Angola is expected to see a sharp decline in oil production from 1.2 million bpd in 2021 to 0.7 million bpd by 2030 as its deepwater fields age and new investments dry up. Angola must attract more exploration activity and improve its fiscal terms to reverse this trend.

Egypt is expected to see a slight increase in oil production from 0.6 million bpd in 2021 to 0.7 million bpd by 2030 as it benefits from improved security and reforms in its energy sector. Egypt has diversified its energy mix by developing its gas resources and renewable energy potential.

Thom said: “With the global upstream trend firmly focused on advantaged resources, oil production will inevitably be affected in higher-cost and higher-emitting African assets. However, reserve growth or yet-to-find resources8 could still have some upside. TotalEnergies’ recent discovery at Ntokon in Nigeria is a great example of where new oil discoveries can drive incremental growth. Furthermore, the exploration success in Namibia underlines how deepwater exploration can generate strong investment opportunities.”

The Future of Energy in Africa

Africa is a continent of contrasts, with rich natural resources and high poverty and energy access challenges. According to the IEA, about 580 million people in SSA lack access to electricity, and about 900 million rely on traditional biomass for cooking. These energy deficits negatively impact health, education, and economic development.

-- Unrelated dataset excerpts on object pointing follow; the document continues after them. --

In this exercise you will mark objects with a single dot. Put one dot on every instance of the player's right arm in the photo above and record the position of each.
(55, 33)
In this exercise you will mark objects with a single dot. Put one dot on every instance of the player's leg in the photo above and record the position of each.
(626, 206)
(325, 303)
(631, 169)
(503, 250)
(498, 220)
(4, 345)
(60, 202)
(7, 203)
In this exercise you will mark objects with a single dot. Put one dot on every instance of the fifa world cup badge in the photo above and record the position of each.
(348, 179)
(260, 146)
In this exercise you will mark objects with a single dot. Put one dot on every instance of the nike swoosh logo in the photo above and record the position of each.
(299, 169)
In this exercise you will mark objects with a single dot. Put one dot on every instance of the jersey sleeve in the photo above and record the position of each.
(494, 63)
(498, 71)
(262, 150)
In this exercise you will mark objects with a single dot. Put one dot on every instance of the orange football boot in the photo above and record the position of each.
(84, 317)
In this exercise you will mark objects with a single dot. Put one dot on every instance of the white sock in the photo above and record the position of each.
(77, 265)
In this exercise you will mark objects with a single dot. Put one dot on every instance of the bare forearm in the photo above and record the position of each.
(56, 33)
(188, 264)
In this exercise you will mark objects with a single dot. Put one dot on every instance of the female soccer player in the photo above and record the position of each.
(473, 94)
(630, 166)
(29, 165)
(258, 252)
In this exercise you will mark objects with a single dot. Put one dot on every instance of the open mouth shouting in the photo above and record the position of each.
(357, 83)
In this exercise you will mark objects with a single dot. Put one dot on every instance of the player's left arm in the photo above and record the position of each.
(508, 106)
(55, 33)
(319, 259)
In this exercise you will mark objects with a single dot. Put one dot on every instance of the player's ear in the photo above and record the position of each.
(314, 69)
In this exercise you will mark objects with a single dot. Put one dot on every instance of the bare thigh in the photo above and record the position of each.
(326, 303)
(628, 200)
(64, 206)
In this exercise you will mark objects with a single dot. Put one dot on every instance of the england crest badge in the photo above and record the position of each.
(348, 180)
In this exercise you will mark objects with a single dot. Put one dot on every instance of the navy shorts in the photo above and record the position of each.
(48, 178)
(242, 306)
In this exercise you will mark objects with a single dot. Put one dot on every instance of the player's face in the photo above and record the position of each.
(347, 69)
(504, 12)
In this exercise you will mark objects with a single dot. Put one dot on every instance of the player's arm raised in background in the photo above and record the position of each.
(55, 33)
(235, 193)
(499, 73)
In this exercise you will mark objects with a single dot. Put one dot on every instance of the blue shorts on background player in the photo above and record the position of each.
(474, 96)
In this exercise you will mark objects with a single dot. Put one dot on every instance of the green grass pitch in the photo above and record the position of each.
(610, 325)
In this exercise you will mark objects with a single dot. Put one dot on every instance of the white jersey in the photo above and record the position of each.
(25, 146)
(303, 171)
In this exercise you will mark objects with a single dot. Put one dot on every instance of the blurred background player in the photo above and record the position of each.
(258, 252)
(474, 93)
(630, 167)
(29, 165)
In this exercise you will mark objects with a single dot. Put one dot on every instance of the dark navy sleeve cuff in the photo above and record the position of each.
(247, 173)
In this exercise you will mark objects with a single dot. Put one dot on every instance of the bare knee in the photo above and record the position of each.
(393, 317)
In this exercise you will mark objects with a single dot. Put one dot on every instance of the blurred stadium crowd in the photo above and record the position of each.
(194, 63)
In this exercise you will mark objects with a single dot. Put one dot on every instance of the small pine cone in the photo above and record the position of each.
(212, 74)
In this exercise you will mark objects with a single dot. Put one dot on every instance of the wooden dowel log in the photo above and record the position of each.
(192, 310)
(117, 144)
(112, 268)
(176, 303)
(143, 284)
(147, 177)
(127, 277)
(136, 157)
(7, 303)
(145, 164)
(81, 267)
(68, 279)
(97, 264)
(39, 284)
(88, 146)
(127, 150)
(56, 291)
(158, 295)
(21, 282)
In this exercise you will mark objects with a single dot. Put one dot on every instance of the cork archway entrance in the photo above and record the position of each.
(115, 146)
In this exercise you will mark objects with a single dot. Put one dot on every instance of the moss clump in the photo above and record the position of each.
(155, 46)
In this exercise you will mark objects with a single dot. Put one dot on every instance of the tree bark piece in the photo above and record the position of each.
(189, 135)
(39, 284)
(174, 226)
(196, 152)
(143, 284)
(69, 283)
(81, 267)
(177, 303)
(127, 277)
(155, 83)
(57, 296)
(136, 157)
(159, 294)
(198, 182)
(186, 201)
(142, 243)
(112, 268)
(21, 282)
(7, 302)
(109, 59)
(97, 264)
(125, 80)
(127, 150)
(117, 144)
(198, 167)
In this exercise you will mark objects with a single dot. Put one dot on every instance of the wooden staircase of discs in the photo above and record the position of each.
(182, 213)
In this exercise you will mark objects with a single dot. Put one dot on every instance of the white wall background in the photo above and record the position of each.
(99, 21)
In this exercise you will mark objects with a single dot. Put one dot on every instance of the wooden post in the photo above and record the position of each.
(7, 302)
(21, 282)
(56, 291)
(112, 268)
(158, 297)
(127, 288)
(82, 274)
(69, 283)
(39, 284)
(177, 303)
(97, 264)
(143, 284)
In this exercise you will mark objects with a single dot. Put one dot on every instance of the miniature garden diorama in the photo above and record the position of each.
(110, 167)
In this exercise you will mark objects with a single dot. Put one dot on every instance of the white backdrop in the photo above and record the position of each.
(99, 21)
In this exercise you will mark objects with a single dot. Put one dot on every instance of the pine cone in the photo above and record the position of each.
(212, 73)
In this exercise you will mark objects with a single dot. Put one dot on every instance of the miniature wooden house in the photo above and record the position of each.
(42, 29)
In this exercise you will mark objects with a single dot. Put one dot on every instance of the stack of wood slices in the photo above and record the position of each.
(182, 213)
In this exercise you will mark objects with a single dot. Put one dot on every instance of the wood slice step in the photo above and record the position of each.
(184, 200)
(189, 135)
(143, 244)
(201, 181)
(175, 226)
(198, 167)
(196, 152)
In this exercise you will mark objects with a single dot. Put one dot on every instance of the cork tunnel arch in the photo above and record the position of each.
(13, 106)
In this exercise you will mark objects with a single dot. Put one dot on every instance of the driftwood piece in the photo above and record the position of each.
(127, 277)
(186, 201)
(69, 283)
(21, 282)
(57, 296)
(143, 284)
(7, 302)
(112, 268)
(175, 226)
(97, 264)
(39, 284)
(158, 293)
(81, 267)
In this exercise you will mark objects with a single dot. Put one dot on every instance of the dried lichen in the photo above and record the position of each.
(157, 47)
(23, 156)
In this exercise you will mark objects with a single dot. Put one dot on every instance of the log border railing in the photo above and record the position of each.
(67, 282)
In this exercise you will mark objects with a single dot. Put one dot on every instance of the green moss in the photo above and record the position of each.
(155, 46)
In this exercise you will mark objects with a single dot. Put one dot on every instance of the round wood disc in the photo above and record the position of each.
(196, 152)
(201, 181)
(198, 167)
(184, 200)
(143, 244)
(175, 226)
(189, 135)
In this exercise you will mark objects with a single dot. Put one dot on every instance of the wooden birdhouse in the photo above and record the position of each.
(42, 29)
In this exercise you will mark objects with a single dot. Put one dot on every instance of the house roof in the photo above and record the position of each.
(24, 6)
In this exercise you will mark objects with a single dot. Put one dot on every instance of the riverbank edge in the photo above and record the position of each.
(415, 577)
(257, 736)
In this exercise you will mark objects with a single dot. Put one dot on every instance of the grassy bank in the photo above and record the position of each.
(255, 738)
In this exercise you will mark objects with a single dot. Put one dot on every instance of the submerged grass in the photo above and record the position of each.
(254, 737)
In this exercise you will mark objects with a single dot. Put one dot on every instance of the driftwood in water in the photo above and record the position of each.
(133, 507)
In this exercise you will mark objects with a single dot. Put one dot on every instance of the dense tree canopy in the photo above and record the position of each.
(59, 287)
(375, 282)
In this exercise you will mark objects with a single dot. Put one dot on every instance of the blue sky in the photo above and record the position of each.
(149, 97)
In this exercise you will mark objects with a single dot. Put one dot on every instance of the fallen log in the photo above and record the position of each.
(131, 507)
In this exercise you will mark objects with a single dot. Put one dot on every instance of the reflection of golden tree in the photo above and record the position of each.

To address these challenges, Africa needs to invest more in its energy sector, both conventional and renewable sources. The IEA estimates that Africa will need $2.6 trillion of investment in its energy sector by 2040 to meet its growing demand and achieve universal access to electricity and clean cooking.

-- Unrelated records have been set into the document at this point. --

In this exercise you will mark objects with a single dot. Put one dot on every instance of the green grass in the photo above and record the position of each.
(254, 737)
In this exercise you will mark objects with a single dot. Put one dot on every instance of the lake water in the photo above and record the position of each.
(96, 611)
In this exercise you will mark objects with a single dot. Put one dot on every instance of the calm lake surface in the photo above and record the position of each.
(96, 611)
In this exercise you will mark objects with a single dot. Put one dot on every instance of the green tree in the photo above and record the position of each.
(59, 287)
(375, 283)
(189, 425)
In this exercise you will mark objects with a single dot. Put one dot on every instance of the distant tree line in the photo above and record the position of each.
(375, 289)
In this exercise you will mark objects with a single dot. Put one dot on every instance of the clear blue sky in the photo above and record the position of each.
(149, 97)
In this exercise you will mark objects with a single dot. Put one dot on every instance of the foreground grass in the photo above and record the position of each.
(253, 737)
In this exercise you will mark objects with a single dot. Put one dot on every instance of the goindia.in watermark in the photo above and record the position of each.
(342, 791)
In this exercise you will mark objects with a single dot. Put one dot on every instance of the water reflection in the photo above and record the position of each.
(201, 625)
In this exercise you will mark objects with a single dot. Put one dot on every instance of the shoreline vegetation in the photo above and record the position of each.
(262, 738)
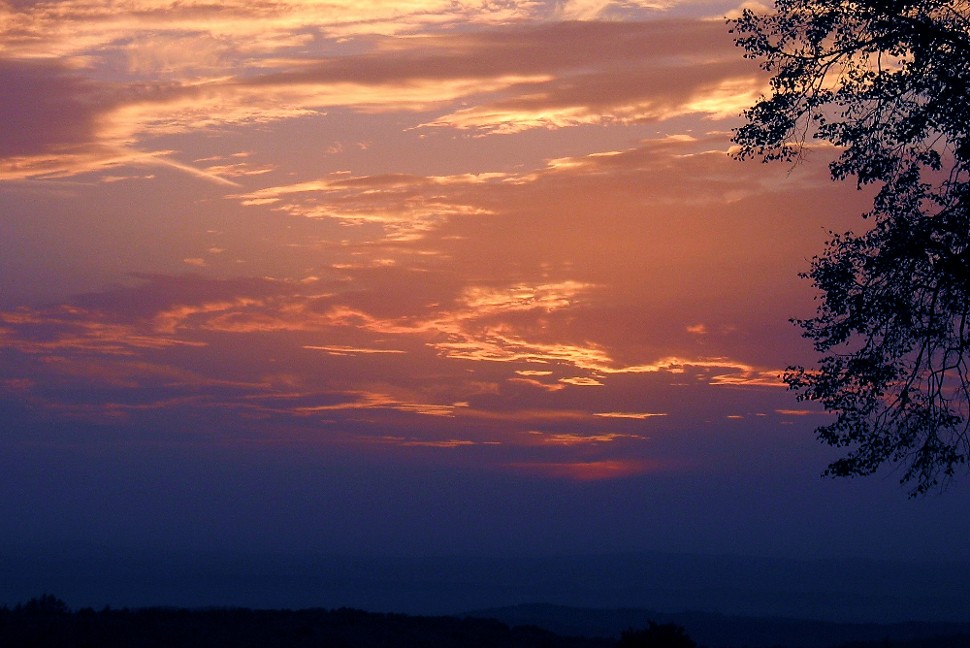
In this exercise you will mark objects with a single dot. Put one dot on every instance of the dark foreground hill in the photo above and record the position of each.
(723, 631)
(47, 622)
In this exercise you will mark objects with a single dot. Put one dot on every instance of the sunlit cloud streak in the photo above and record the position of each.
(494, 81)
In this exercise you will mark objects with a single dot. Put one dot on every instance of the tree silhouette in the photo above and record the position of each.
(887, 82)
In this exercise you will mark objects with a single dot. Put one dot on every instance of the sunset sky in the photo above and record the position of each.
(416, 277)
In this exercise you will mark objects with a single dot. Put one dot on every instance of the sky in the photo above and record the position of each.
(416, 278)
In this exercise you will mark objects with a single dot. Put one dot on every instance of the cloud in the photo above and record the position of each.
(93, 115)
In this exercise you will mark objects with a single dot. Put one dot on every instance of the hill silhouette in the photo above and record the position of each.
(48, 622)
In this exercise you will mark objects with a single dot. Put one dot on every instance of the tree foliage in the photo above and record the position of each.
(885, 84)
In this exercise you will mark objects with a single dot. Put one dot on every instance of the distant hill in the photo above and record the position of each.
(721, 631)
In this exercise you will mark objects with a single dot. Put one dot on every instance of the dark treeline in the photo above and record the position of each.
(47, 622)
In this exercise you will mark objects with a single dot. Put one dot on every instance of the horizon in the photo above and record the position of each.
(337, 278)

Thom said: “Africa has a huge opportunity to harness its natural resources and human capital to create a prosperous and sustainable energy future. The $800 billion investment in upstream oil and gas is a significant step towards this goal, but it needs to be complemented by more investment in downstream infrastructure, power generation, transmission and distribution, and renewable energy. Africa must also improve its governance, regulation, and security to create a conducive environment for energy development.”

He added that Africa can also lead in the global energy transition by reducing its carbon footprint and increasing its share of low-carbon energy sources. He said: “Africa has abundant renewable energy resources, such as solar, wind, hydro, and geothermal, that can provide clean and affordable electricity for its people and industries. Africa can also leverage its gas resources to replace more polluting fuels such as coal and oil and to support the integration of variable renewables into the grid. Africa can also explore the potential of green hydrogen, produced from renewable electricity and water, to decarbonize hard-to-abate sectors such as transport and industry.”

Thom concluded: “Africa is at a crossroads in its energy development. It can either follow the path of the past or chart a new course for the future. The choice is clear: Africa must embrace its energy potential and opportunities and become a key player in the global energy landscape.”